Daí que o Bernardo baseie o seu comentário na ideia falsa de que os ateus são ateus porque são empiristas ou positivistas lógicos, mais ou menos como os cientistas têm tendência para ser. Se tivesse estudado algo da filosofia da religião contemporânea, ou da metafísica, saberia que isto é falso. Dificilmente se encontra hoje filósofos positivistas, e eu não sou um deles, mas no entanto muitos são ateus e apresentam os seus argumentos e ideias nas revistas académicas da especialidade. Nem eu nem a maior parte dos filósofos actuais recusa a metafísica — na verdade, eu dou aulas de metafísica, e a metafísica da modalidade é a minha área de especialização. Mas aceitar que nem tudo o que há tem localização espácio-temporal, como eu ou Russell ou tantos outros filósofos aceitam, não implica de modo algum aceitar que há deuses.

Para saber mais:

The Miracle of Theism: Arguments for and Against the Existence of God, de J. L. Mackie (introdução à filosofia da religião, muito claro mas sofisticado, por um filósofo ateu que discutiu muito, academicamente, com cristão Swinburne)

Será Que Deus Existe?, de Richard Swinburne (obra mais introdutória de um dos maiores filósofos da religião contemporâneos)

Philosophy of Religion: An Anthology, org. de Louis P. Pojman (excelente antologia que abrange praticamente todas as áreas de estudo da filosofia da religião clássica e contemporânea)

Diálogos sobre a Religião Natural, de David Hume (Edições 70, é um texto clássico mas que não perdeu actualidade e as notas e introdução de Álvaro Nunes são muito informativas)

64 comentários:

João Vasco disse...

«É por isso que nunca me sinto bem a discutir temas religiosos com as pessoas que desconhecem a filosofia: eu estou numa posição de vantagem porque conheço os argumentos a favor da existência de Deus, e respectivas objecções; conheço os pensadores que fazem desse tema o ponto central da sua investigação; e por isso, mesmo não sendo a filosofia da religião a minha especialidade em filosofia, estou numa situação de vantagem ilegítima relativamente aos crentes que procuram demolir as minhas ideias ateias e justificar as suas ideias religiosas. Por essa razão, irei abster-me de discutir aqui temas religiosos.»

Que pena :(


No entanto isso abafaria a discussão a respeito de qualquer tema filosófico.
Se o Desidério escrevesse sobre outro tema filosófico qualquer e os leitores não concordassem consigo, o Desidério - a ser coerente - não iria escrever mais sobre esse tema.

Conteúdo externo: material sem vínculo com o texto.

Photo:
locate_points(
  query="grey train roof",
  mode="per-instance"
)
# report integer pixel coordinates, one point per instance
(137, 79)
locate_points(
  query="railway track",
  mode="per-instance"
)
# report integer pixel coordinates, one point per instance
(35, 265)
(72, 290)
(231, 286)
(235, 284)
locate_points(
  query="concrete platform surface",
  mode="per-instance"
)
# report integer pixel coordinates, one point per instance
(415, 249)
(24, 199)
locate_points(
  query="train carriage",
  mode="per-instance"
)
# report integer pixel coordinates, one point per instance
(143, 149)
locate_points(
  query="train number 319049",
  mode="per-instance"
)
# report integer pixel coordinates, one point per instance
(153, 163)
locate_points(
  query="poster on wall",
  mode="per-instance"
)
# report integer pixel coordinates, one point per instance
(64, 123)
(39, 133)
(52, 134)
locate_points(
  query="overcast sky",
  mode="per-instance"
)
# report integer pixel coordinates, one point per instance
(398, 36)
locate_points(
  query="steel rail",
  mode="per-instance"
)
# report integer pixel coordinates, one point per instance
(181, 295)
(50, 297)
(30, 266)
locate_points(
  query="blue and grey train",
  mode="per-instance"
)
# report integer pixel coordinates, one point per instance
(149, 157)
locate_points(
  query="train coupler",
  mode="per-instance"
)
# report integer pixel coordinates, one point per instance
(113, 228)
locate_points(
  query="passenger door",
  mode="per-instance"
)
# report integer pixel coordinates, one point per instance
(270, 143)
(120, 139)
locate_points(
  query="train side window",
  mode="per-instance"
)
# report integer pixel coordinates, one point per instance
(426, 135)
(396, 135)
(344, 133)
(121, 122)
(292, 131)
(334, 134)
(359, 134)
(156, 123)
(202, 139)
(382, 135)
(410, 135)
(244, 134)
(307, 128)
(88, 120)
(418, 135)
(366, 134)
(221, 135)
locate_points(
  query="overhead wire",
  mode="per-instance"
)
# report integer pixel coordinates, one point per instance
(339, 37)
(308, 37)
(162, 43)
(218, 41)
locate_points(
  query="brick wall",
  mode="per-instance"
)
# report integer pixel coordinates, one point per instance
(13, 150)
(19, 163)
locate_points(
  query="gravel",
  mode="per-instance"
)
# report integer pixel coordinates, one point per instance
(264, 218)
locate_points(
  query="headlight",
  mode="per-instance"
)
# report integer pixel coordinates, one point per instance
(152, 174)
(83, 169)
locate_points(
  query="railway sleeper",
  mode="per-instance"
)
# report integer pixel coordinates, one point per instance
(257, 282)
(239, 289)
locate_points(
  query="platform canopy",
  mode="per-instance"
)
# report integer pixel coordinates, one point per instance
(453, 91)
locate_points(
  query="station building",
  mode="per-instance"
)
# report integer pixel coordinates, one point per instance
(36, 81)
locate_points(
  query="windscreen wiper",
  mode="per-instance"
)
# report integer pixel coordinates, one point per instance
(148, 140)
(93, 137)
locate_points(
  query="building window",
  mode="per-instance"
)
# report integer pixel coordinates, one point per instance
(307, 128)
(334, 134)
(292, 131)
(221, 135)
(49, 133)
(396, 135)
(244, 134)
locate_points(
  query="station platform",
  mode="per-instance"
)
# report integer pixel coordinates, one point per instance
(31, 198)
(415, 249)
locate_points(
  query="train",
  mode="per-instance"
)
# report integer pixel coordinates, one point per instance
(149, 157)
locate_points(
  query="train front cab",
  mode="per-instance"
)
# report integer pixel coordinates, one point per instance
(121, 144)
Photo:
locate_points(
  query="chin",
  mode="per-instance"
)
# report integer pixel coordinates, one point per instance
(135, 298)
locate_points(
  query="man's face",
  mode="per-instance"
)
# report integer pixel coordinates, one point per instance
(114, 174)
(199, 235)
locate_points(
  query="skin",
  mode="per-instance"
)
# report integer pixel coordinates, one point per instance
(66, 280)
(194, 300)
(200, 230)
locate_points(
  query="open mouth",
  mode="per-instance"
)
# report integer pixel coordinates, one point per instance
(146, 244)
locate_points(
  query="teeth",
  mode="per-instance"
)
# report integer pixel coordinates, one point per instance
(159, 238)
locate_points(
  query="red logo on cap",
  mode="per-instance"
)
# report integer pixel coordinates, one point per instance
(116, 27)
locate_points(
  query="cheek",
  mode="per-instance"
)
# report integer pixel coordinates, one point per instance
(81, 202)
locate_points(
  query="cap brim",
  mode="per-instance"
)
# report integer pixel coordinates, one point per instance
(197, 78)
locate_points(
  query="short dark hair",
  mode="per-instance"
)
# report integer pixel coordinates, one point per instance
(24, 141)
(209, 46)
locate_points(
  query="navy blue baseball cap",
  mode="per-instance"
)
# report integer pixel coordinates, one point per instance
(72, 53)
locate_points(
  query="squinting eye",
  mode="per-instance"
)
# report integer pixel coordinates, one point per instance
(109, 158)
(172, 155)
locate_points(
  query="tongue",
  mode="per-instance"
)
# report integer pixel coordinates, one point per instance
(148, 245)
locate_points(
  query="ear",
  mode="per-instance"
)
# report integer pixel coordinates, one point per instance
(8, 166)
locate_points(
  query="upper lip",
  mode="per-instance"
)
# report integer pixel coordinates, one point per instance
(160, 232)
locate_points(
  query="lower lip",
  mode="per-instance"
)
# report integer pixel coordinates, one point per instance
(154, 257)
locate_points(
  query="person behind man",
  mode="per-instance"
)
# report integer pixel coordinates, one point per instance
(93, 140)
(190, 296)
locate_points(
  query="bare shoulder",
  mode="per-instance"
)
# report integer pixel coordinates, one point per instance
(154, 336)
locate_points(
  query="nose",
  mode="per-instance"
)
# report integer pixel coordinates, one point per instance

E isso iria empobrecer bastante este blogue.

Anónimo disse...

Nao me parece que a analogia com a mecanica dos fluidos (ou a fisica em geral) seja muito feliz.

A discussao de fisica requer conhecimentos tecnicos muito mais afastados da experiencia comum que so' sao possiveis de apreender apos um periodo de treino adequado.

Ao contrario, duvido que os argumentos a favor ou contra a existencia de Deus estejam fora do alcance do 'leigo' em filosofia ou que, de facto, exijam uma bagagem conceptual ou historico/filosofica. Mas pode ser que eu esteja a ser ingenuo...

A definicao do Deus cristao, criador omnipotente e fonte de todo o Bem e' incoerente. Muito rapidamente....

Observemos a Natureza e verifiquemos que existem as cadeias alimentares; observando a relacao de predador e presa verificamos que a vida natural (supostamente criacao de Deus) implica intrinsecamente a existencia de enorme sofrimento. Isto contradiz a ideia de um Deus bom e fonte de todo o Bem. Pelo contrario, implica um Deus que teria criado um mundo no qual o sofrimento mais cruel e' constitutivo e inevitavel. Note-se que isto e' totalmente independente da questao do livre arbitrio.


Para quem considera a separacao absoluta entre humanos e outros seres vivos como necessaria na avaliacao das questoes da existencia do sofrimento (com que argumenta justificar tal distincao?): resta a oservacao evidente de que um Deus omnisciente e bom poderia ter criado um universo em que logicamente o livre arbitrio e o bem nao seriam incompativeis; desse modo evitaria o sofrimento resultante de guerras e outras violencias. Se isso nao e' possivel, entao e' porque existem constrangimentos (seja de que tipo forem) que contradizem a omnipotencia de Deus. Se e' possivel por omnisciencia, entao nao e' 'Bom'.

E' necessario um argumento mais sofisticado do que este?

Anónimo disse...

ERRATA: se e' possivel por OMNIPOTENCIA, entao e' 'Bom'.

Anónimo disse...

ERRATA: se e' possivel por OMNIPOTENCIA, entao nao e' 'Bom'.

(as minhas desculpas por esta dupla errata; a errata das 15:32 fica sem efeito)

Anónimo disse...

Meu Caro Desidério
E que tal se eu lhe disser que também estudei filosofia das religiões? E a história das religiões mais importantes? E a Bíblia? E teologia e teodiceia? E que também tenho cabeça para pensar? (Penso eu...)

Anónimo disse...

Caro Professor:
agora que gostei de discutir consigo não quero outra coisa!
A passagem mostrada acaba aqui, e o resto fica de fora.